What a wet, cold, and wild winter we've had so far in 2019. Spring is just over a month away, but I think we all know we're going to be dealing with winter temperatures longer than that.
The winter has been dangerously cold, but also staggeringly beautiful. Like when the polar vortex swooped down from the arctic, bringing with it frigid air that froze Lake Michigan. The lake and its surroundings were covered in a magical barrier of ice that made for great photographs.
Cold weather also brings about fascinating phenomenon. Lake Michigan looked like it was boiling, as steam wafted off of the large body of water, hundreds of Americans in the frigid Midwest - where temperatures reached -40°F - discovered that boiling water immediately evaporates when suddenly exposed to cold air, and people everywhere were making their pants stand up on end in the Frozen Pant Challenge.
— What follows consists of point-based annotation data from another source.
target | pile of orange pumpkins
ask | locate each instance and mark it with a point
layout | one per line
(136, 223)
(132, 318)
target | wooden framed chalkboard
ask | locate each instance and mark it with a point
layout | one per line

One Michigan farmer recently discovered another rare occurrence brought on by the unusually cold temperatures: ghost apples.
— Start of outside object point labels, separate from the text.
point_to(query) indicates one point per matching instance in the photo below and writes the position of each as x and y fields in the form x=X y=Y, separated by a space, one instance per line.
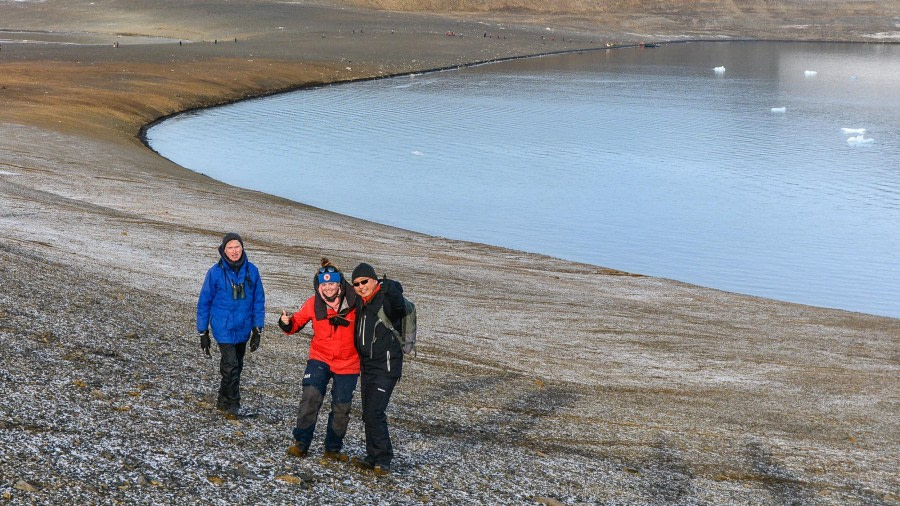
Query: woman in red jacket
x=332 y=357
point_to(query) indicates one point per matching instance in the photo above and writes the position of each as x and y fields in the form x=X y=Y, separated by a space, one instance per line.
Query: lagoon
x=639 y=159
Andrew Sietsema went to prune the trees on his farm when he made the discovery. As a former horticultural student he knew how special his find was and immediately took pictures.
Ghost apples happen when rain or moisture on the exterior of an apple freezes, creating an outline. The temperature then warms enough to allow the apple to rot and disintegrate, but not warm enough to melt the ice.
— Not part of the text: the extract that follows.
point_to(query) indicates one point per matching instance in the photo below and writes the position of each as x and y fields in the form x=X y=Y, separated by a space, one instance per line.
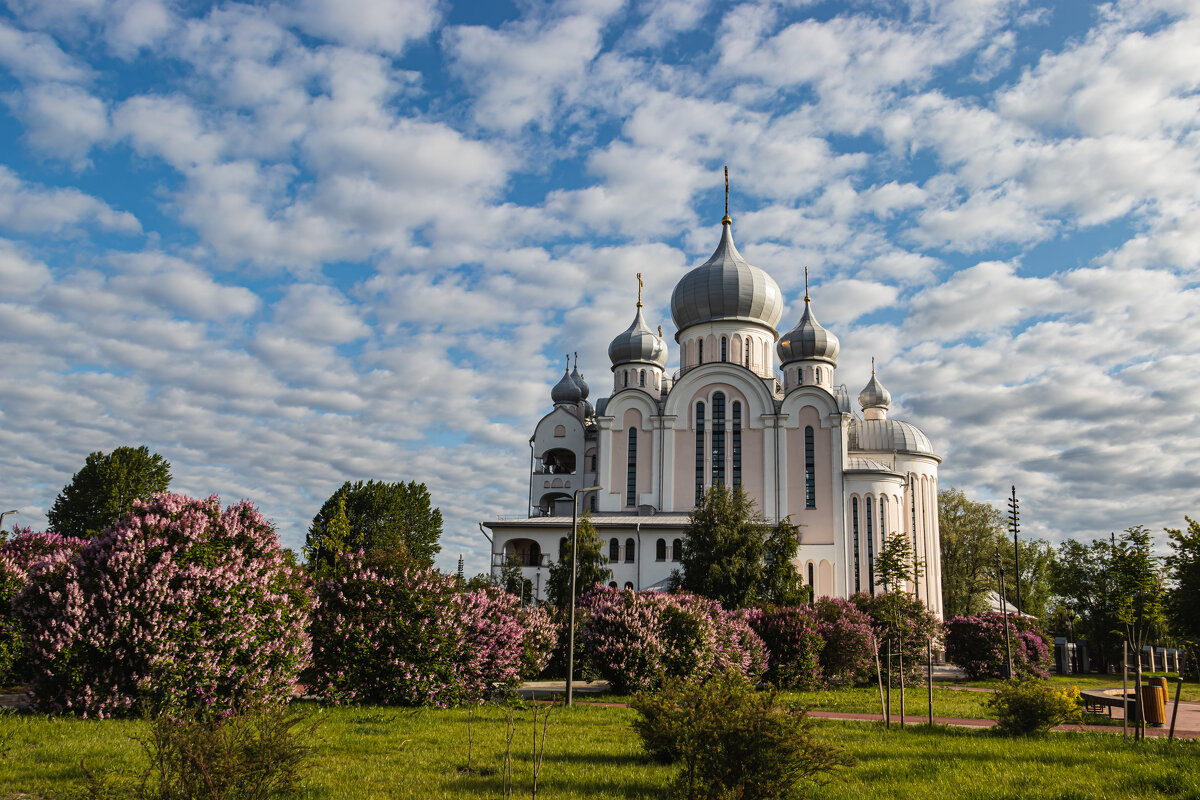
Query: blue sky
x=292 y=244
Due to its sugar content and acidity, an apple has a lower freezing temperature than water.
The mushy apple then falls through the ice, leaving a perfect outline of an apple with nothing inside.
So complete is the freezing that you can even see the stem of the apple.
Sietsema shared the photos on Facebook where they quickly made a splash. Receiving over 13,000 shares, people from as far as Japan commented on the post.
It's truly a beautiful, and strange, phenomenon. While we wait for a spring thaw at least we can enjoy the good parts of winter.